Stewart, however, suggested to Chait that Ryan couldn’t possibly be so cynical. He must have been “boxed-in” by right-wingers. He alibied that the Wisconsin congressman “seems very straightforward … He doesn’t seem cunning. He seems very genuine.”
Have I mentioned that Rep. Ryan is a very handsome fellow, with earnest puppy-dog eyes? Seeming guileless is his singular political talent. That, and a wholly undeserved reputation for intellectual seriousness and lack of personal ambition belied by his rapid rise to power.
It’s a great act. So what if it’s utterly fraudulent?
“America’s neighborhood accountant,” Time has called him, “a man devoted to the task of restoring our fiscal health.”
So would it shock you to learn that “America’s Accountant” was a total party line guy throughout the Bush administration? As a fiscal conservative, he recently confided to the New Yorker’s Ryan Lizza, “He was miserable during the last majority.” Not miserable enough to cast a single dissenting vote, however. History records that Ryan voted 100 percent of the time for Bush administration taxing and spending policies he now decries.

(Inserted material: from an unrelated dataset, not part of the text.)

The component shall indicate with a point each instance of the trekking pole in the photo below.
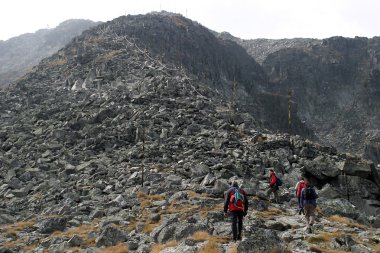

Ryan supported the Bush tax cuts of 2001 and 2003. He voted repeatedly for the unfunded wars in Iraq and Afghanistan. He backed the unfunded expansion of Medicare, Part D — with its huge profits for the pharmaceutical and insurance industries. He voted for the TARP bank bailouts, and for the Obama administration’s bailout of the auto industry, too.
Social Security privatization was also his baby. Had it been up to Ryan, the national debt would be a few trillion dollars higher. He pushed a plan even more reckless than President Bush’s, encouraging workers to plunge 50 percent of their payroll taxes into the stock market, while paying current beneficiaries through — you guessed it — deficit spending.
No telling where we’d be today had this scheme become law.
In short, it wasn’t Ryan’s principles that turned Janesville’s “Biggest Brown-Noser” into “America’s Accountant.” It was President Obama’s election. In the midst of the worst economic crisis since the 1930s, it wasn’t joblessness that worried him, it was government spending.
Ryan’s successive “Roadmaps for America’s Future” and “Pathways to Prosperity” — I believe we’re up to three manifestos now — share two traits: extreme intellectual dishonesty and arithmetic the distinguished gentleman appears to have pulled entirely out of his wazoo. That’s part of what Newt Gingrich meant when he called the Ryan budget “right-wing social engineering.”
The part that induced conservative columnist Charles Krauthammer to call Ryan’s latest budget proposal “the most annotated suicide note in history” is something Democratic strategists have actually had trouble getting voters to believe. Informed that Mitt Romney supported converting Medicare to a voucher plan, slashing Medicaid, while giving sweeping tax cuts to multimillionaires, focus groups responded with skepticism. Surely no politician would be that heartless and stupid.
For all his boyish charm, however, now that Rep. Ryan’s on the GOP ticket, the awful truth will be harder to hide.